The North Dakota Department of Health Monday morning has confirmed 287 new cases of COVID-19 in the state during testing September 20, bringing the total positives since testing began to 18,244.
The number of currently active COVID-19 cases in the state stands at 3,210 as of September 20. That’s up 2 cases from September 19.
Of the new positives, 41 were in Burleigh County and 16 were in Morton County. Both counties accounted for 20 percent of the new cases.
Williams County had 25, Stark County had 17 and Ward County had 15.
One new death was reported: A man in his 80s from Rolette County with underlying health conditions.
A total of 193 people have died so far in North Dakota as a result of COVID-19.
Of those, 139 are directly attributable to COVID-19 according to official death records. Another 30 deaths are where COVID-19 is not the primary cause of death. A total of 24 death records are pending.
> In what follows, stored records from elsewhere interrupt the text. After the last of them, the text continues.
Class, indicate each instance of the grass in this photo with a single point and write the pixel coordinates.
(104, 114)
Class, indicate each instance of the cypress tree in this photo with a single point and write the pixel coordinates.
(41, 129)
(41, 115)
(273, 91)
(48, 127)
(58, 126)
Recoveries and Active Cases
The health department reports 14,841 people are considered recovered from the 18,244 positive cases, an increase of 176 people from September 19.
The number of people reported recovered from COVID-19 on September 20 (176) is lower than the number of new COVID-19 cases reported that day (287).
Of the 3,210 active cases in North Dakota as of September 20, Burleigh County has 611 cases, the highest in the state. Grand Forks County has 263 active cases and Cass County has 528. Morton County has 251 active cases.
Cass and Grand Forks counties together account for 25 percent of all active COVID-19 cases in the state as of September 20.
Burleigh and Morton counties together account for 27 percent of all active COVID-19 cases as of September 20.
Stark County has 320, Ward County has 201 and Williams County has 203 active cases.
Three counties currently have no active cases of COVID-19 as of September 20: Divide, Sheridan and Slope.
According to state health department numbers (which have been revised several times for specific dates), the statewide active cases first peaked on May 21 at 672 active cases, then began falling until they hit a low of 213 on June 22.
Active cases peaked again on September 5 at 2,393.
According to the numbers, 81 percent of those who have tested positive for COVID-19 in North Dakota to date have recovered from the virus.
87 people are currently hospitalized due to COVID-19 as of September 20, an increase of 6 from September 19. A total of 730 hospitalizations have been reported since data tracking began. The average hospital stay has been 8 days.
Total Positives To Date
Cass County (4,722 cases) and Grand Forks County (2,099 cases) account for 37 percent of all positive North Dakota COVID-19 cases to date. Cass County alone accounts for 26 percent of all positive cases.
Burleigh County (3,121 cases) and Morton County (1,089 cases) together account for 23 percent of all positive COVID-19 cases to date.
Williams County has 836 total positive cases to date, Stark County has 1,348, Ward County has 913 and Mountrail County has 218.
Other county numbers are available here.
A total of 229,511 unique individual tests have been conducted to date, with 211,267 coming back negative for COVID-19, or roughly an 8 percent cumulative positive rate.
Since tracking began, COVID-19 cases have been reported at one time or another in all 53 of North Dakota’s counties.
How is COVID-19 being spread in the state? Community spread (7,737 cases), close contact with exposed individuals (5,768 cases) and household contact (2,920 cases) are the top three reported.
While COVID-19 is seen as a virus that mostly impacts older people, in North Dakota, 61 percent of those testing positive for the virus are under 40.
Those in the 20 to 29 year age range have the most positive cases among those tested to date.
According to the data, 29 percent of all North Dakotans have been tested for COVID-19.
The health department is releasing test results daily around 11:00 a.m. The results cover all testing performed the previous day.